Когда-то Мэри Энн была такой. Именно это объясняет тот давний инцидент на заднем сиденье отцовского «форда», который произошел прямо перед моим отбытием. В то время я смотрел на него иначе. Тогда я еще не обладал даром предвидения.
Но она знала, что я не вернусь.
Интересно, осталось ли это при ней. Надеюсь, что да. Это большое подспорье, если она, конечно, этим пользуется. Но предвидение – забавная штука. Этот дар жизнь каким-то образом обнаруживает в вас и отбирает его в первую очередь.
А вот кто был настоящим провидцем, скажу я вам, так это Бобби. Вы с ним уже не встретитесь, потому что он мертв. По-настоящему, а не так, как я. Там, на острове, он был нашим с Эндрю приятелем. Хороший был парень Бобби.
Вскоре после нашей высадки он сбежал из лагеря и купил местную проститутку для нас четверых. Да, это как раз наглядный пример того, о чем я сейчас говорю. Бобби как будто знал, что нам нужно, и я это уже тогда понял, хотя и был жив.
На острове наша четверка была самой дружной. Четыре мушкетера, как мы себя называли. Я, Эндрю, Бобби и Джей.

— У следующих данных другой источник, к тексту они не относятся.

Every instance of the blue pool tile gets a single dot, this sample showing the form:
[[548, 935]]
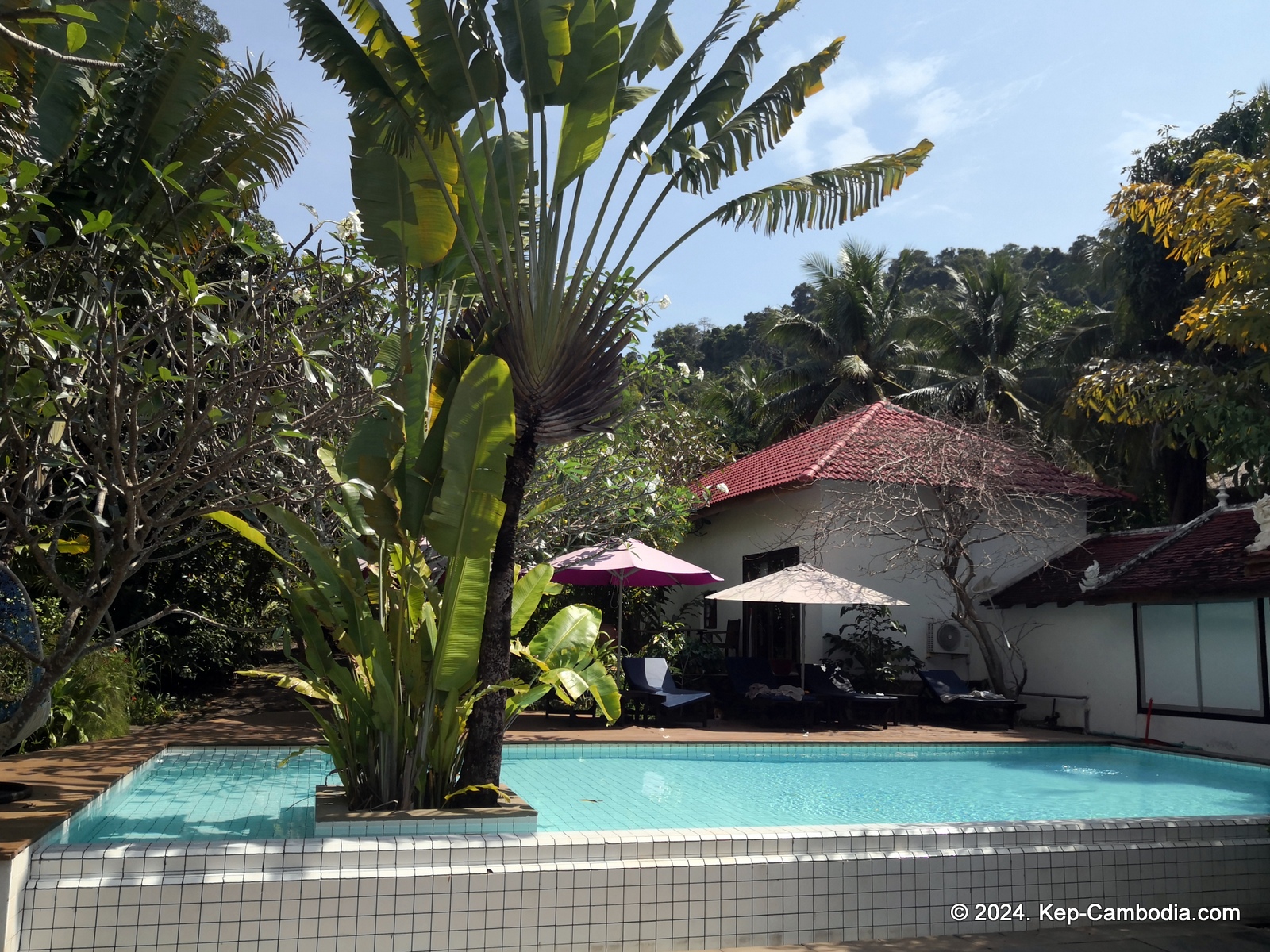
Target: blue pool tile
[[238, 793]]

Но вернусь к проститутке. Мне неловко называть ее так, хотя она самая что ни на есть проститутка. А неловко потому, что выглядит она лет на шестнадцать, и, если бы на остров не высадился десант, она могла бы остаться такой же, как и все остальные девчонки, – как ваша дочь или сестра.
Как бы то ни было, она не такая.
Она обходится Бобби в его золотое кольцо. Это плата за всех нас четверых. Широкий жест, но у меня возникает желание остаться в стороне. Впрочем, приходится считаться с мнением остальных мушкетеров, так что я вступаю в долю.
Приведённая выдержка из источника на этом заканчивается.